3. The audio data processing method according to claim 1, wherein the terminal device and the audio playing device perform data transmission through a pre-established data transmission channel, and the data transmission channel includes a first transmission channel and a second transmission channel;

the first transmission channel is used for transmitting the data to be transmitted in the terminal equipment to the audio playing equipment, and the second transmission channel is used for transmitting the data to be transmitted in the audio playing equipment to the terminal equipment.

4. The audio data processing method of claim 1, wherein before transmitting the singing audio to the terminal device, the method further comprises:

5. The audio data processing method according to any one of claims 1 to 4, characterized in that the method further comprises:

when a first singing confirmation operation aiming at the audio playing equipment is detected, first operation information corresponding to the first singing confirmation operation is sent to the terminal equipment, wherein the first operation information is used for triggering the terminal equipment to determine the target song based on the first operation information.

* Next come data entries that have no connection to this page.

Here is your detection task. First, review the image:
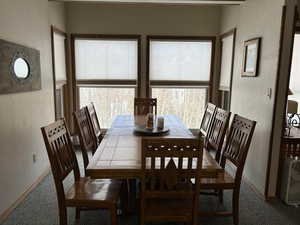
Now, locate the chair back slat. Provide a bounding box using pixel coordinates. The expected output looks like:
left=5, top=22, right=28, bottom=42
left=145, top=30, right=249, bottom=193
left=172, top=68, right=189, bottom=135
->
left=73, top=107, right=97, bottom=173
left=87, top=103, right=102, bottom=146
left=134, top=98, right=157, bottom=115
left=222, top=115, right=256, bottom=169
left=142, top=138, right=203, bottom=196
left=200, top=103, right=216, bottom=137
left=41, top=120, right=80, bottom=184
left=207, top=108, right=231, bottom=161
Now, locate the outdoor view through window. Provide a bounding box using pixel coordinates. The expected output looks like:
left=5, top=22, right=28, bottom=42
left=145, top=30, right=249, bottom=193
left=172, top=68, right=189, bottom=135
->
left=75, top=39, right=212, bottom=129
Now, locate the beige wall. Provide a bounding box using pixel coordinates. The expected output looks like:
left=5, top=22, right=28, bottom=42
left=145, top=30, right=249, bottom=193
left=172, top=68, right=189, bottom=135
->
left=0, top=0, right=64, bottom=218
left=221, top=0, right=284, bottom=194
left=66, top=3, right=221, bottom=98
left=48, top=2, right=66, bottom=31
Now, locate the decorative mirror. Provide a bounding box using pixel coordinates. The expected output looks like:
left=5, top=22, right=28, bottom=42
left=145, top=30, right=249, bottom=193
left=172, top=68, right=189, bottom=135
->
left=0, top=39, right=41, bottom=94
left=13, top=58, right=29, bottom=79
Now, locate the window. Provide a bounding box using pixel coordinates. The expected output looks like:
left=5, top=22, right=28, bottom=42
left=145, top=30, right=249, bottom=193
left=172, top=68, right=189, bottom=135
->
left=219, top=29, right=236, bottom=110
left=73, top=35, right=140, bottom=128
left=51, top=26, right=71, bottom=121
left=148, top=36, right=214, bottom=129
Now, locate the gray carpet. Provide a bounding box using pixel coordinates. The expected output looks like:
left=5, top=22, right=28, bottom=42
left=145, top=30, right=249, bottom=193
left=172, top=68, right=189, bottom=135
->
left=2, top=151, right=300, bottom=225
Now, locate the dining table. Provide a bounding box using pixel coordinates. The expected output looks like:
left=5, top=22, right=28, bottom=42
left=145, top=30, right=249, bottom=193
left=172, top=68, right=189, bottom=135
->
left=86, top=115, right=224, bottom=179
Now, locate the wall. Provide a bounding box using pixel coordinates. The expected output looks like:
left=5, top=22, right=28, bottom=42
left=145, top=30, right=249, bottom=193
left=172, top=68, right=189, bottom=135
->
left=48, top=2, right=67, bottom=31
left=0, top=0, right=64, bottom=218
left=221, top=0, right=284, bottom=194
left=66, top=2, right=221, bottom=98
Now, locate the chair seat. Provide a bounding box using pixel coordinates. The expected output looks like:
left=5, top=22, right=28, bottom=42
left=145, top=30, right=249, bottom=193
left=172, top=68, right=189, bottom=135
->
left=66, top=177, right=122, bottom=208
left=145, top=199, right=193, bottom=221
left=200, top=171, right=235, bottom=190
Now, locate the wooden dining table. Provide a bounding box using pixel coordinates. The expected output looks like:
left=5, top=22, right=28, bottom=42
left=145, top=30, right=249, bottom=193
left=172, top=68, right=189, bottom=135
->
left=86, top=115, right=224, bottom=179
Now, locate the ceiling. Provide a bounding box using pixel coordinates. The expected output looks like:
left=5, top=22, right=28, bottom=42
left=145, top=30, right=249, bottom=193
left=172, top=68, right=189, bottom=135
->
left=49, top=0, right=245, bottom=5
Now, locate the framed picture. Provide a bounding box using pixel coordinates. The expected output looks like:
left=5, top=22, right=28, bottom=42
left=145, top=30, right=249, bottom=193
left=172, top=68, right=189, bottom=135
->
left=242, top=38, right=261, bottom=77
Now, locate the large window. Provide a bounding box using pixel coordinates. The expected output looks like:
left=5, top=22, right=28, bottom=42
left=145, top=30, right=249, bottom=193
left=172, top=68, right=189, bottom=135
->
left=73, top=35, right=140, bottom=128
left=219, top=29, right=236, bottom=111
left=51, top=26, right=70, bottom=121
left=148, top=36, right=214, bottom=128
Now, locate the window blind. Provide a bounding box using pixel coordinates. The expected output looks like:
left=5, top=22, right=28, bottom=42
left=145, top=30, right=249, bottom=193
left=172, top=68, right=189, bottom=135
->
left=219, top=34, right=234, bottom=91
left=149, top=40, right=212, bottom=81
left=53, top=32, right=67, bottom=81
left=75, top=39, right=138, bottom=80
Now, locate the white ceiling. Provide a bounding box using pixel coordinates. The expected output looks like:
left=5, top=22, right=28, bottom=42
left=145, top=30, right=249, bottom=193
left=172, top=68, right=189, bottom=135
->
left=49, top=0, right=245, bottom=5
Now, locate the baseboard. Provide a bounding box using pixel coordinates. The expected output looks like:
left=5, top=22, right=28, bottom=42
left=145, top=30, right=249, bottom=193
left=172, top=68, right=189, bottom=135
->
left=243, top=175, right=267, bottom=201
left=226, top=161, right=268, bottom=201
left=0, top=167, right=50, bottom=224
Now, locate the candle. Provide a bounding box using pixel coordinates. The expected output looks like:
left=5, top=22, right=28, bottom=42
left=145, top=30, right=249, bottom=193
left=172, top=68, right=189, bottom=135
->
left=157, top=117, right=164, bottom=130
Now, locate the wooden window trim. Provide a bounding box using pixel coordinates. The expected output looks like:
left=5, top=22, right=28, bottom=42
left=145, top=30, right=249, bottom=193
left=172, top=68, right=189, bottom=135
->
left=50, top=25, right=72, bottom=125
left=71, top=34, right=142, bottom=111
left=146, top=35, right=216, bottom=101
left=218, top=28, right=237, bottom=109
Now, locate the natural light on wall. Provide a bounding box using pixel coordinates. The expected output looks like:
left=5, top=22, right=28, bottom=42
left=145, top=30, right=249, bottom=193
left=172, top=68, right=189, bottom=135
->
left=53, top=33, right=67, bottom=81
left=150, top=40, right=212, bottom=81
left=75, top=39, right=138, bottom=80
left=219, top=34, right=234, bottom=91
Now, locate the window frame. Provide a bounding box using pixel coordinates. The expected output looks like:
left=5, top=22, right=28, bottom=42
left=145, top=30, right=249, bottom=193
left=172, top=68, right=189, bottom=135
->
left=71, top=34, right=142, bottom=111
left=51, top=25, right=72, bottom=123
left=146, top=35, right=216, bottom=101
left=217, top=28, right=237, bottom=111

6. A method of audio data processing, the method comprising:

sending accompaniment audio of a target song to audio playing equipment, wherein the accompaniment audio is used for triggering the audio playing equipment to play the accompaniment audio and collecting singing audio of an environment where the audio playing equipment is located;

and receiving the singing audio sent by the audio playing equipment, and performing song integration on the accompaniment audio and the singing audio based on predetermined data transmission time delay.

7. The audio data processing method of claim 6, wherein the target song is determined by any one of:

receiving first operation information sent by the audio playing equipment, and determining the target song based on the first operation information;

8. An audio data processing apparatus, characterized by comprising:

and the audio sending unit is used for sending the singing audio to the terminal equipment, wherein the singing audio is used for triggering the terminal equipment to carry out song integration on the accompaniment audio and the singing audio based on a predetermined data transmission time delay.

9. An electronic device comprising a memory, a processor and a computer program stored in the memory and executable on the processor, characterized in that the processor implements the audio data processing method according to any of claims 1-7 when executing the computer program.

10. A computer-readable storage medium, in which a computer program is stored which, when being executed by a processor, carries out the audio data processing method according to any one of claims 1 to 7.